In his book, The Culture Code: The Secrets of Highly Successful Groups, Daniel Coyle talks about the importance of building safety through belonging, connection and identity:
"Successful leaders understand that humans are built to be all in or all out; there is no middle ground. Thus, they flood their groups with belonging cues."
One way to create a sense of belonging is through a shared experience.
Face-to-face can be quite challenging during these uncertain times, but there is an abundance of easy social interactions that can help your colleagues feel more together while being apart. Here are some examples I recently sourced from my network:
1. Start a meeting with a team exercise to get to know each other better:
Ask people to bring a photo that shows something that coworkers don't know about them
Play a fun-fact quiz when people share interesting facts about themselves anonymously and others have to guess the owner
Create a 5-minute "This is My Life" presentation to share with team members
Do an adult show-and-tell: favorite hobby, favorite memory, favorite trip, etc.
Here's a huge list of icebreakers in case none of the above speaks to you
2. Do an activity or take on a challenge together as a team
Team health challenge (stage a competition where people get points for things like meditating and drinking lots of water and lose points for excess alcohol and chocolate consumption)

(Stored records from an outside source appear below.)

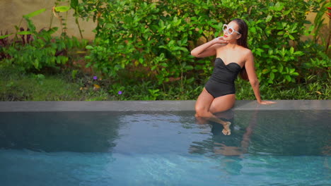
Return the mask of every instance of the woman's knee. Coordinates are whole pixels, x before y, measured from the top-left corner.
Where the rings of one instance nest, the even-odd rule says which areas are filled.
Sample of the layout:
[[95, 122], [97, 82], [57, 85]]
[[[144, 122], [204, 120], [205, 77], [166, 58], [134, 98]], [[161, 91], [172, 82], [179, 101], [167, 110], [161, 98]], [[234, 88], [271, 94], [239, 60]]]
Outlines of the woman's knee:
[[204, 117], [208, 111], [204, 106], [195, 106], [195, 116]]

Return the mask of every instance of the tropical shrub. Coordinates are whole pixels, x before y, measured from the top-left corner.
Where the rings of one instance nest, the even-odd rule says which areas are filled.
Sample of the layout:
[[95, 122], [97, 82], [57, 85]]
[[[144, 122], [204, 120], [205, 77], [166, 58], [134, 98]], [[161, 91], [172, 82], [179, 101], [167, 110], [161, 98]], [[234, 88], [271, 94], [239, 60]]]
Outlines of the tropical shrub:
[[222, 25], [234, 18], [249, 25], [261, 83], [294, 82], [305, 55], [296, 45], [307, 32], [306, 13], [321, 1], [71, 0], [77, 14], [98, 23], [87, 47], [90, 66], [114, 80], [141, 78], [163, 86], [171, 80], [203, 82], [212, 60], [194, 59], [190, 51], [221, 35]]

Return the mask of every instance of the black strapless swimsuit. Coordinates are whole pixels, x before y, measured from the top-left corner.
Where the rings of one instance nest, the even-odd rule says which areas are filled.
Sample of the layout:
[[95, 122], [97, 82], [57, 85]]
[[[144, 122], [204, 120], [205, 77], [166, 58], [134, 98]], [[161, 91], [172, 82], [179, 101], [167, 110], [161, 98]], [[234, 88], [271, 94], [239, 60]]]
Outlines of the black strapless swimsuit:
[[213, 73], [204, 88], [214, 98], [235, 94], [234, 81], [240, 70], [238, 63], [225, 65], [221, 58], [216, 58]]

Walk together during staff calls (one team walked over 150 miles together this way)
Do volunteer work (another team adopted an elderly care facility and does monthly video chats with seniors)
Learn something new as a group over Zoom (like: how to make gnocchi!)
Go on a virtual tour (like visiting a llama farm)
3. Setup a virtual water-cooler: reserve a regular weekly time slot when the company as a whole (depending on size) or individual teams can get together for an informal conversation and share a meal or a drink over Zoom or another video conference tool
4. Engineer new connections: Create a virtual nudge to help employees from different departments meet each other. There are various apps, like Donut, that can regularly match random employees and encourage them to set a time to chat more.
5. Play games together: during these crazy times, sometimes what people need is a fun distraction. There are many online games that will make adults regress to happy childhood within 5 minutes. You can either create your own activities like a work-from-home scavenger hunt, photo competition and trivia night, or use platforms/apps like Kahoot, Sporcle, Bunch (pretty cool game + video chat features) or Drawize (for the Pictionary lovers).
What about you, has your team done anything fun and/or really creative?